Hoe komt het dat beloften niet waargemaakt worden? Voor sommigen is het functioneren van de overheid te ondoorzichtig om hierover veel te kunnen zeggen. Zoals Gerda (49) werkzaam in een verzorgingshuis en Janneke (46), voorheen werkzaam in een winkel, nu afgekeurd, vertellen:

Gerda: Degene die daar komt te zitten moet wel uitvoeren wat ze beloven en dat doen ze op het ogenblik niet. Hoe dat komt weet ik niet. Daar heb ik geen mening over. Mensen die veel beloven en weinig inhoud hebben.

Janneke: Ze zeggen dan wel ‘we willen dit en we willen dat’. En als het dan puntje bij paaltje komt dan gebeurt het weer niet, om welke onverklaarbare reden dan ook.

Anderen presenteren inzichten over wat misgaat. Ellen (65), gepensioneerd pr-manager:

Ellen: Vaak halen ze bakzeil en dan gaat het toch niet door. Dat weet ik niet. Dan hebben ze geen geld of de partijen waarmee ze in de regering zitten willen niet. Dan gaat het niet door. Het duurt jaren voordat ze een knoop doorhakken. Tegen die tijd ben ik de pijp uit.

Vaak voegen negatieven toe dat het politici niet gaat om het behalen van resultaat voor hun kiezers, maar om andere doelen, zoals het winnen van verkiezingen.

Theo: Ja kijk, ik wil dus iets van een partij.

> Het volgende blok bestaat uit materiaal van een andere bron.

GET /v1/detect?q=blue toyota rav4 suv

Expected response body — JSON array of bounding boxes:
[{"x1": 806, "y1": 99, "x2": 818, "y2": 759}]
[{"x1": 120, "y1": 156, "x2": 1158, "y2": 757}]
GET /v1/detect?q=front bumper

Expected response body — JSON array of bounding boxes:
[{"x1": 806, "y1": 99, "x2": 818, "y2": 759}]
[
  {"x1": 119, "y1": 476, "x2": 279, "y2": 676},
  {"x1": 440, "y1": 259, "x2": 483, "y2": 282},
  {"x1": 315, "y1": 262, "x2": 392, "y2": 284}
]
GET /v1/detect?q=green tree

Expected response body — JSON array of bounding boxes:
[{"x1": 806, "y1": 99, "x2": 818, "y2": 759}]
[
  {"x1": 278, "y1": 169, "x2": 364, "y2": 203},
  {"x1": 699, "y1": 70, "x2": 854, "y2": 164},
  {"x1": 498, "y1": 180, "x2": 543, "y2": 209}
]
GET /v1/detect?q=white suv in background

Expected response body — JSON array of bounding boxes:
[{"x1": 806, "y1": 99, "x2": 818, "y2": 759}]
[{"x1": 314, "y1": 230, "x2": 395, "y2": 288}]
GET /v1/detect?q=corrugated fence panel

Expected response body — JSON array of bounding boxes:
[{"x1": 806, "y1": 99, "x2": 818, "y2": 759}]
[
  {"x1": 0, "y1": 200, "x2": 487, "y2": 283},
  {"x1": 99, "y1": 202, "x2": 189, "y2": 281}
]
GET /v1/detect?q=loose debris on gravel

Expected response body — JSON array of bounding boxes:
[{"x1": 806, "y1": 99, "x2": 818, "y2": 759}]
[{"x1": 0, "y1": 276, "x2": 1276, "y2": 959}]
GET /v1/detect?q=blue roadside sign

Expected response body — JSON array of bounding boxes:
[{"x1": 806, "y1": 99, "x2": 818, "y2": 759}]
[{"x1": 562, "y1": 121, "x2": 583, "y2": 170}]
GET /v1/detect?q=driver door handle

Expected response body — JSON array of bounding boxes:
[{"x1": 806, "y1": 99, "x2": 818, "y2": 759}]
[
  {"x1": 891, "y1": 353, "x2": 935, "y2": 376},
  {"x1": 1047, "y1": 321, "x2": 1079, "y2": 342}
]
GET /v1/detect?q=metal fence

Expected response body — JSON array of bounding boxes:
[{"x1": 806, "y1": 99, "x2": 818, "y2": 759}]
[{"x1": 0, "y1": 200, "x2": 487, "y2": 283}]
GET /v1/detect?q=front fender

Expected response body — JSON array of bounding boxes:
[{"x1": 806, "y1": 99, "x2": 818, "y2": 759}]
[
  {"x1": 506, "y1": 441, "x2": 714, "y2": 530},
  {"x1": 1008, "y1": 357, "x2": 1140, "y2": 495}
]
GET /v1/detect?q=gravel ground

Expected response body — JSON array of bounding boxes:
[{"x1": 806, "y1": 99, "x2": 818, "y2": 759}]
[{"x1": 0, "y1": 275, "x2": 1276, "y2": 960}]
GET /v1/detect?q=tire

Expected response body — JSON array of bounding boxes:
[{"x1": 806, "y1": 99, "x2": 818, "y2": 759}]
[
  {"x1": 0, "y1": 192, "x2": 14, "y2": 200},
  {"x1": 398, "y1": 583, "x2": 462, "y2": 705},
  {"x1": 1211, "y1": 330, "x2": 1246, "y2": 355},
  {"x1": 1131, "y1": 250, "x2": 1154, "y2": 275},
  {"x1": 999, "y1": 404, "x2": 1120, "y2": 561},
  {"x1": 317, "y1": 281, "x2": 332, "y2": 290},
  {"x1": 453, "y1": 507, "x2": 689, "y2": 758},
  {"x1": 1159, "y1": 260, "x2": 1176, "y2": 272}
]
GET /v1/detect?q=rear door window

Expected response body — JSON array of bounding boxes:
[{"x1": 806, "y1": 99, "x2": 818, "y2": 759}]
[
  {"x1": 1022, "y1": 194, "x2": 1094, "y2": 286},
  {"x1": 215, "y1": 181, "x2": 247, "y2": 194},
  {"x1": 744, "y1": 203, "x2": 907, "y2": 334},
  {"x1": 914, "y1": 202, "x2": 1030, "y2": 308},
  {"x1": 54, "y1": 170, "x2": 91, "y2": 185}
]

Maar ook al is die partij de grootste, dan wil het nog niet altijd zeggen dat het doorgaat en de meningen veranderen ook. Sommige dingen gaan niet door, omdat het niet meer interessant is voor hun. Of dat de coalitie aangeeft: jullie hebben wat, nu willen wij ook wat.

Dat zijn normale dingen. Maar ik heb ook wel eens het idee dat ze zeggen, dit is nou niet interessant meer dat was voor de verkiezingen, maar dat is toch eigenlijk te duur.

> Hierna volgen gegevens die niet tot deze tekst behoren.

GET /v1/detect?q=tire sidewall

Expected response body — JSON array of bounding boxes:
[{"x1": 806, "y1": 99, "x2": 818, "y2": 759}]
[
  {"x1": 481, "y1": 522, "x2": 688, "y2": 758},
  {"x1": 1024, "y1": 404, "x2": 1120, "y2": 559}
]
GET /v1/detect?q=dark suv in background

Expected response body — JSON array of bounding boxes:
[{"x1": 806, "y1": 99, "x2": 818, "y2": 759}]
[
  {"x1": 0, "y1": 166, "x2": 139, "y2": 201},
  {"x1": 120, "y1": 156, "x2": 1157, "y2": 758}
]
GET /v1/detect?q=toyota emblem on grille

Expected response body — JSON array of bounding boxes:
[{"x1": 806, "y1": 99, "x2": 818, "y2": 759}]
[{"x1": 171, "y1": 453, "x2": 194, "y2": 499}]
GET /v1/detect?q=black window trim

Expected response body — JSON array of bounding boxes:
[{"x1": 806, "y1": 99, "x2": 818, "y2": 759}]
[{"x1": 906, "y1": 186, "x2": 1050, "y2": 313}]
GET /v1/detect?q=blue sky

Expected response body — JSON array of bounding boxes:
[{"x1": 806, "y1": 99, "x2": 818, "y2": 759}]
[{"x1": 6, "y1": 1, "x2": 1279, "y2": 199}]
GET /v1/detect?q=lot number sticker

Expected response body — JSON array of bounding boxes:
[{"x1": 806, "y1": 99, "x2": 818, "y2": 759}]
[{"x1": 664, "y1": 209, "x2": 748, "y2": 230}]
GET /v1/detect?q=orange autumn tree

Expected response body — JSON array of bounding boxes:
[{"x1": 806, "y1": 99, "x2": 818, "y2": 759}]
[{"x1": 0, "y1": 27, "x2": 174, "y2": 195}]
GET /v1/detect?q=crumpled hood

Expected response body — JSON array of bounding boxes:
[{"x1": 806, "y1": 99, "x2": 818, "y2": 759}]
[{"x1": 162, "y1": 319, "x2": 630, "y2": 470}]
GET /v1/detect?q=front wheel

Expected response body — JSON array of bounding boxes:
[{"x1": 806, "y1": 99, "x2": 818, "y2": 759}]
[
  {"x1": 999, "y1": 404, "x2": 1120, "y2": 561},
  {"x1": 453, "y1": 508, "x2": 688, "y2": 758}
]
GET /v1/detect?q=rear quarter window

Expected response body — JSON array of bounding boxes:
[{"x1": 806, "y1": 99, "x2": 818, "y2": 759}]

Negatieven menen ook dat politici zich maar beperkt inzetten voor hun kiezers. De partijen maken zich druk om de positie van de partij eerder dan om het realiseren van de doelen die zij eerder stelden en waarmee zij kiezers trokken. Macht is belangrijker dan het waarmaken van beloften. Negatieven zien individuele politici als niet gericht op publiek belang, maar op eigenbelang. De eigen carrière is waar het vooral om gaat. Bert (68), gepensioneerd technicus:

Bert: De meesten zitten daar voor hun eigen belang. En sommige hebben of hadden misschien ooit wel, zeg maar, politieke idealen die dan geleidelijk aan op de achtergrond raken. Nooit dat het helemaal weg is of zo. Maar dat wordt ondergeschikt gemaakt aan de carrière, zeker op den duur. Mensen kunnen daar niet tegen hè, om op een hoge positie te zitten en het voor het zeggen te hebben. Dat schijnt heel verslavend te zijn.

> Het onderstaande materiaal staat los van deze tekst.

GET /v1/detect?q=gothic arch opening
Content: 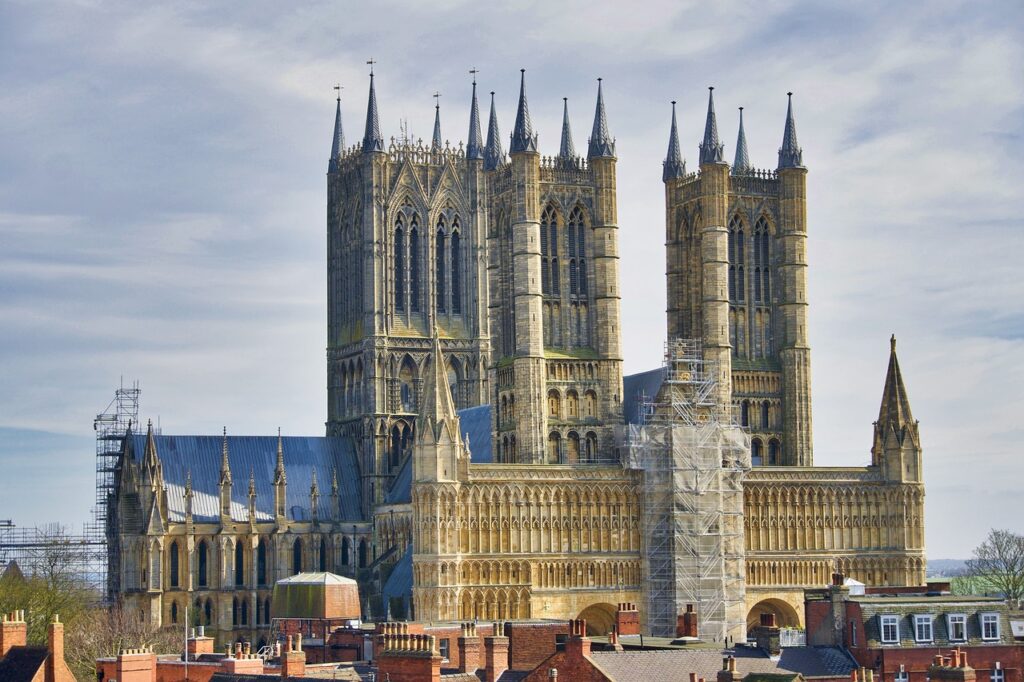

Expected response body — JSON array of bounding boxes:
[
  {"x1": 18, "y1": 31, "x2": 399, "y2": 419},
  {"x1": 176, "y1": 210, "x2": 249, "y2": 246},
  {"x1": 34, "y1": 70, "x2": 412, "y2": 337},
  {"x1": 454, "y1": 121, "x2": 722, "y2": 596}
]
[
  {"x1": 577, "y1": 603, "x2": 617, "y2": 636},
  {"x1": 747, "y1": 598, "x2": 801, "y2": 634}
]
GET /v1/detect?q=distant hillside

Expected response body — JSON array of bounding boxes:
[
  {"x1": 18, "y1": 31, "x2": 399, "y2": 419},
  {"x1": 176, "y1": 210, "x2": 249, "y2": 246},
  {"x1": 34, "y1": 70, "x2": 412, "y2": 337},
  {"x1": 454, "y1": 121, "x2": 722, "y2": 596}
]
[{"x1": 928, "y1": 559, "x2": 968, "y2": 577}]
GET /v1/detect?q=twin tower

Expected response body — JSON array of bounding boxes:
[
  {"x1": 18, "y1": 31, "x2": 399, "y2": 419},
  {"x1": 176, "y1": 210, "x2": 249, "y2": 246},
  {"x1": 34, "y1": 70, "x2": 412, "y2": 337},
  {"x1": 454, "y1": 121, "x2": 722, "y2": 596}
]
[{"x1": 326, "y1": 69, "x2": 810, "y2": 514}]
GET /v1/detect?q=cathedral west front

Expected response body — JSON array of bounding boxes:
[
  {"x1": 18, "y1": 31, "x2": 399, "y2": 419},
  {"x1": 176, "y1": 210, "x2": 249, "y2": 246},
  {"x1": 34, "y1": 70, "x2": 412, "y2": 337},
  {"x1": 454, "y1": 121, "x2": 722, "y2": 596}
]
[{"x1": 110, "y1": 66, "x2": 925, "y2": 645}]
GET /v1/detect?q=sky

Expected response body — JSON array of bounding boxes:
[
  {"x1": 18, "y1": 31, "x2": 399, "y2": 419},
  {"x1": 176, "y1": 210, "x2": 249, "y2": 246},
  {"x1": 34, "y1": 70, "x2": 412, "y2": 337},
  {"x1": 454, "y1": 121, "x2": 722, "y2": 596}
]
[{"x1": 1, "y1": 0, "x2": 1022, "y2": 560}]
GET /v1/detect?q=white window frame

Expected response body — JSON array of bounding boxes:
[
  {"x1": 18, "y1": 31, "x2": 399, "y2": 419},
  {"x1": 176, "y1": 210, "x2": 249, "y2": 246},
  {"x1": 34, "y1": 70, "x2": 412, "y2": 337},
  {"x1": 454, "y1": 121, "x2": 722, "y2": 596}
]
[
  {"x1": 895, "y1": 668, "x2": 909, "y2": 682},
  {"x1": 880, "y1": 614, "x2": 900, "y2": 644},
  {"x1": 914, "y1": 614, "x2": 934, "y2": 643},
  {"x1": 981, "y1": 612, "x2": 1001, "y2": 641},
  {"x1": 947, "y1": 613, "x2": 967, "y2": 642},
  {"x1": 438, "y1": 637, "x2": 450, "y2": 662},
  {"x1": 992, "y1": 664, "x2": 1004, "y2": 682}
]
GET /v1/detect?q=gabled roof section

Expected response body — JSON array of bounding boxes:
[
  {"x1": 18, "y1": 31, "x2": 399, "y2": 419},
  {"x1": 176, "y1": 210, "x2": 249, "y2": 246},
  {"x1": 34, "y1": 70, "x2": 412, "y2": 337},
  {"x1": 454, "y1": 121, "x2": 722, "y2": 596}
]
[
  {"x1": 623, "y1": 367, "x2": 668, "y2": 424},
  {"x1": 125, "y1": 434, "x2": 362, "y2": 523},
  {"x1": 0, "y1": 647, "x2": 48, "y2": 682},
  {"x1": 417, "y1": 333, "x2": 460, "y2": 442}
]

Ook ‘zorgt men vooral goed voor zichzelf’. Politici worden goed betaald en profiteren van wachtgeld-regelingen en bijbanen. Aantrekkelijke functies wachten nadat zij de politiek verlaten hebben.

Sommige negatieven denken ook dat politici handelen vanuit geldingsdrang. Het zijn ‘allemaal haantjes die zich willen profileren’.

Negatieven wijzen ook op de discrepantie tussen beloften en de realiteit van coalitiepolitiek. Wanneer wij negatieven suggereren ‘dat in een democratie toch compromissen gesloten moeten worden?’

erkennen zij dit. Natuurlijk kan een boel niet doorgaan ‘als de andere partijen het niet willen.’ Zij leggen dan uit dat het daar niet om gaat. Het gaat om de onherkenbaarheid van keuzen als te herleiden tot uitgangspunten. Je ziet niets terug van ‘waar je voor gekozen hebt’. Zo menen Mieke (32), leidinggevende in een kinderdagverblijf en Stan (52), systeembeheerder bij een transportbedrijf:

Mieke: Nee, mijns inziens kan niet alles liggen aan compromissen sluiten. Als je in een partij zit kan ik me niet voorstellen dat door compromissen uiteindelijk de eigen partij vergeten wordt. Waar blijft dan het stukje eigenheid van je partij? Waarvoor zie ik je eigenheid niet terug in de keuzes? Een compromis kan ook zijn: pak iets van alle drie. Er wordt een manier gekozen van de drie en dat wordt gedaan... Ik kan me heugen dat ik op de VVD heb gestemd. Hoe heet hij. Een man met donker haar. Die had inderdaad bepaalde visies waarvan ik zei: dat is interessant. Daar sta ik achter en heb ik volmondig op gestemd. Dat is een coalitie die bij elkaar komt. En dan gebeurt er niets van wat er gezegd wordt. Ik weet dat ik erna dacht: ‘Weer niet. Jammer’. Dat gebeurt mijns inziens veel te vaak in Nederland. Niet alles moet gaan zoals ik wil, maar als ik iets terugzie zou dat wel fijn zijn…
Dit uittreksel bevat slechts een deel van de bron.